Interest in silkscreen printmaking was growing in the years leading up to 1940. Art historian James Watrous wrote in 1984: "The mounting interest in printmaking with silkscreen was affirmed by several other events that occurred around the turn of the decade. In March 1940, the ACA (American Contemporary Art) Gallery sponsored the second one-man show of silkscreens, a display of prints by Harry Gottlieb. Among the twelve works was Winter on the Creek, elaborately printed with eleven colors that projected a picturesque scene of ice skaters in a seasonal American landscape. It was dependent upon painting for its conceptual characteristics, but the screen-printing process fell within the definition of an original print and, in 1942, Gottlieb's work received the Eyre Medal for the best print in the 40th Annual Exhibition of Watercolors and Prints at the Pennsylvania Academy of the Fine Arts." The allure of seeking "painterly" effects in screen printing was strong to some of the artists who worked in silkscreen in the late 1930's. Gottlieb and other artists, including Warsager and Leonard Pytlak, "often chose to ignore a graphic aesthetic and seized the opportunity to use many screens, colors and complex printings in order to simulate the nuances and illusions that usually had been reserved for watercolors and oils."

=== Making art for a wider audience ===
Gottlieb believed that fine art should be more widely available to the public and, like some other WPA printmakers, he felt that screen printing was a move in that direction because screen printing equipment was less expensive and lighter than other means of creating prints, and it could allow an artist to turn out numerous prints at relatively affordable prices. Gottlieb said at the time: "The American people cannot afford oil paintings, or even watercolors, yet they want pictures in their homes. The sharecropper tacks up pictures from the Sunday paper; screen prints can provide an art that people can afford to buy."

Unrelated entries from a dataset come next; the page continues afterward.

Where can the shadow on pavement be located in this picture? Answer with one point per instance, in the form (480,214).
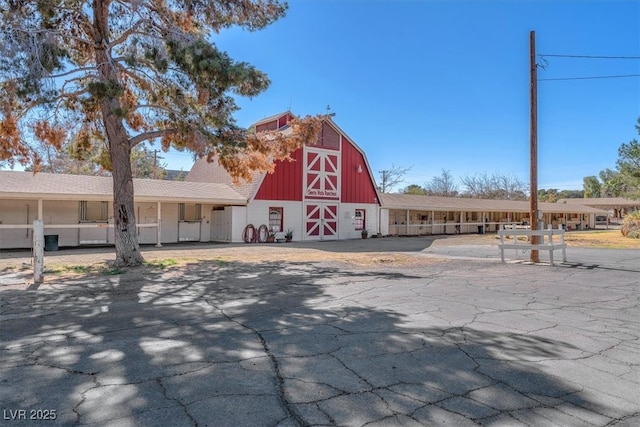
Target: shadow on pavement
(238,344)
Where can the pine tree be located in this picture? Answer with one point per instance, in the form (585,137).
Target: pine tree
(120,73)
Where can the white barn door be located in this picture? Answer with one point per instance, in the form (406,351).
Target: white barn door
(321,221)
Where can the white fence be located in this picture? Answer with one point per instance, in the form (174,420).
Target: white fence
(548,245)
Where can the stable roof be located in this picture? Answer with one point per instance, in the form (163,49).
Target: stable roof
(439,203)
(50,186)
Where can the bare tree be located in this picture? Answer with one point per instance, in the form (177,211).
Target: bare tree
(443,185)
(496,186)
(390,178)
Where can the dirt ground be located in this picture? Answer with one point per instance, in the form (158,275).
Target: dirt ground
(359,254)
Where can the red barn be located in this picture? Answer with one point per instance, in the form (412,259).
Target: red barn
(327,192)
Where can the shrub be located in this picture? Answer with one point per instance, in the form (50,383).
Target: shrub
(631,225)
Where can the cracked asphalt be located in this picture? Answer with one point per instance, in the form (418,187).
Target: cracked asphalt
(463,341)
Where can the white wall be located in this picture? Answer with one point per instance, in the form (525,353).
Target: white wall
(258,214)
(238,219)
(347,224)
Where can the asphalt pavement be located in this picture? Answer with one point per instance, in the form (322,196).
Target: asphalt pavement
(457,338)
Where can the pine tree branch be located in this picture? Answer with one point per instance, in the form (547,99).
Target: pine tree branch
(150,135)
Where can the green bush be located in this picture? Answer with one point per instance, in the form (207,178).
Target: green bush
(631,225)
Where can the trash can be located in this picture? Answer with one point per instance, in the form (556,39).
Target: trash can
(51,242)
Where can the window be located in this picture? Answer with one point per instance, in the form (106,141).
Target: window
(189,212)
(360,219)
(94,211)
(275,219)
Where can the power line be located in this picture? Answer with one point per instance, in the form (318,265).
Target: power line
(588,56)
(592,77)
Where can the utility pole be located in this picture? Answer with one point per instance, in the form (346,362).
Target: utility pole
(155,163)
(533,144)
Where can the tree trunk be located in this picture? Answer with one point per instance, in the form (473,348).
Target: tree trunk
(126,237)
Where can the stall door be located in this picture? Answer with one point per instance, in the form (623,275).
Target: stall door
(321,221)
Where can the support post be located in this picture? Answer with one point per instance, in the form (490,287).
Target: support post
(533,211)
(38,250)
(159,227)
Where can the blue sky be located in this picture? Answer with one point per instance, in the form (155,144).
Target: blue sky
(437,84)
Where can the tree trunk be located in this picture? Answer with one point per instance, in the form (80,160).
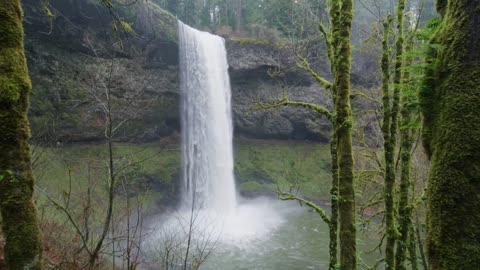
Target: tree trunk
(344,123)
(406,141)
(450,102)
(23,248)
(333,227)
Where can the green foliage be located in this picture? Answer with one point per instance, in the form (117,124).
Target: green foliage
(450,97)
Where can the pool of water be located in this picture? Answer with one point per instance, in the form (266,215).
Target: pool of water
(262,234)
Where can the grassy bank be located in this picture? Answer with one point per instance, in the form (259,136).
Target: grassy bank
(261,167)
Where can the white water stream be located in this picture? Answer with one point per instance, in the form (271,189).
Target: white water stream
(207,130)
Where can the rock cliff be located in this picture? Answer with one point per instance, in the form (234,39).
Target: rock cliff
(76,57)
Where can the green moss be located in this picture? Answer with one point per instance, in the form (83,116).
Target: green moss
(453,125)
(249,40)
(20,227)
(251,186)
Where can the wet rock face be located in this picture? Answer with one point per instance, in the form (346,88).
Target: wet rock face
(70,82)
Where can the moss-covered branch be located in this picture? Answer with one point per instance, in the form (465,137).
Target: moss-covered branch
(23,248)
(285,196)
(305,65)
(278,103)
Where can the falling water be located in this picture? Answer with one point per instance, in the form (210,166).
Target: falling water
(207,150)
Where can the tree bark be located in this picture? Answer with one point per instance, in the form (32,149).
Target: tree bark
(23,248)
(450,100)
(344,123)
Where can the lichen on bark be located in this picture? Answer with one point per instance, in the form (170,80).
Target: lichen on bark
(453,89)
(19,216)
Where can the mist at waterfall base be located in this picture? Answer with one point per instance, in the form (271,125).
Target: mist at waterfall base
(212,217)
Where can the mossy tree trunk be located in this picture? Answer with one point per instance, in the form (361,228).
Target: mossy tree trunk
(451,101)
(20,226)
(391,128)
(406,148)
(343,126)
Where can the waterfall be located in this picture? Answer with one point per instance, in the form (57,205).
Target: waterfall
(206,122)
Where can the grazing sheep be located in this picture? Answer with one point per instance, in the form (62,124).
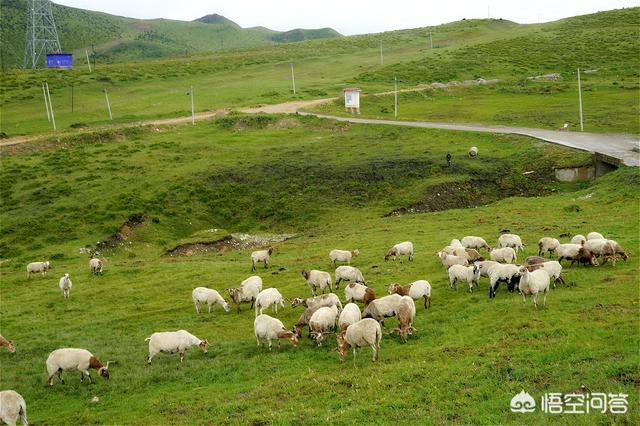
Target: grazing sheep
(406,313)
(350,315)
(382,308)
(415,290)
(405,248)
(317,279)
(342,256)
(348,273)
(595,236)
(4,343)
(95,265)
(38,267)
(366,332)
(65,285)
(511,240)
(547,244)
(269,328)
(12,406)
(269,297)
(323,321)
(470,274)
(534,283)
(172,342)
(82,360)
(507,273)
(474,242)
(360,293)
(329,299)
(261,256)
(203,295)
(504,254)
(247,292)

=== Exhibits and Museum Collections ===
Gottlieb was included in the 1944 Dallas Museum of Fine Arts exhibition of the National Serigraph Society.

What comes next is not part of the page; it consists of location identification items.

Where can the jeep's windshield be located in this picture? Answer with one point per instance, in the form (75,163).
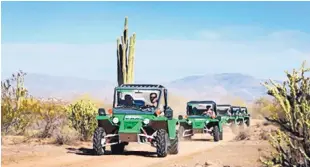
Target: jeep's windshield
(243,110)
(235,110)
(223,110)
(198,109)
(137,99)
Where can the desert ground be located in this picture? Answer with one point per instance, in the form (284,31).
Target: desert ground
(241,149)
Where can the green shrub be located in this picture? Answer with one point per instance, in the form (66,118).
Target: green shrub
(292,140)
(16,105)
(82,117)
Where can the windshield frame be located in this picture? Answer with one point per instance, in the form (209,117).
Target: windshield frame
(213,106)
(222,109)
(115,100)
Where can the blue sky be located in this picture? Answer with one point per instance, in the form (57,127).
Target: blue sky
(261,39)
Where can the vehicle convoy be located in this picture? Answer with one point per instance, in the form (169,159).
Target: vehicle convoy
(201,117)
(234,115)
(140,114)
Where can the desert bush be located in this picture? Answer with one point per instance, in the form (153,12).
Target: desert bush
(265,107)
(292,140)
(49,116)
(66,135)
(16,105)
(243,135)
(82,117)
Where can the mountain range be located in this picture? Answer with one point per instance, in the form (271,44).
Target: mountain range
(208,87)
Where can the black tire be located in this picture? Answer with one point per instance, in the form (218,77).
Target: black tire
(118,148)
(234,127)
(216,133)
(242,125)
(174,145)
(97,145)
(248,122)
(180,132)
(161,140)
(221,135)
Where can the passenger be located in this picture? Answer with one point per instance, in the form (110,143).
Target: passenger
(153,99)
(128,100)
(228,112)
(209,112)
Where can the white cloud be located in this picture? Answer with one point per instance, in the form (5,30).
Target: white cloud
(247,50)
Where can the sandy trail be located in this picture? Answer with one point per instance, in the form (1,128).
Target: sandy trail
(136,155)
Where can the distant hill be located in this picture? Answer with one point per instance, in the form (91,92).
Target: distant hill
(216,87)
(219,86)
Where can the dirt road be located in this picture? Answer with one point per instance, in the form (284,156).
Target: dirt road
(136,155)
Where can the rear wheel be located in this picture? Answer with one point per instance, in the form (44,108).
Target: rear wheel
(248,122)
(118,148)
(161,143)
(174,145)
(99,141)
(221,135)
(234,127)
(216,133)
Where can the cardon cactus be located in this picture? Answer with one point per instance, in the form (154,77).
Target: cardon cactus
(292,140)
(125,56)
(82,117)
(13,104)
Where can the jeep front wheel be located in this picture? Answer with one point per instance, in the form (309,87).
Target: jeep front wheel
(118,148)
(174,145)
(161,143)
(99,141)
(248,122)
(216,133)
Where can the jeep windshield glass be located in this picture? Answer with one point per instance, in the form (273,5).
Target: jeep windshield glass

His work is in the collections of the Metropolitan Museum of Art in New York City, the Brooklyn Museum, the Whitney Museum, The Philadelphia Museum of Art, the Museum of Modern Art, the Amon Carter Museum of American Art, the Princeton University Art Museum, and the Smithsonian American Art Museum.

==Personal life==
Gottlieb married Russian born artist and sculptor Eugenie Gershoy, and the couple joined the artist colony at Woodstock, New York. In 1923, Gottlieb settled in Woodstock, New York and in 1931, spent a year abroad studying under a Guggenheim Fellowship.

Gottlieb was an adherent of the political theories of Karl Marx and joined the Communist Party in the 1930s, remaining a lifelong member of the party.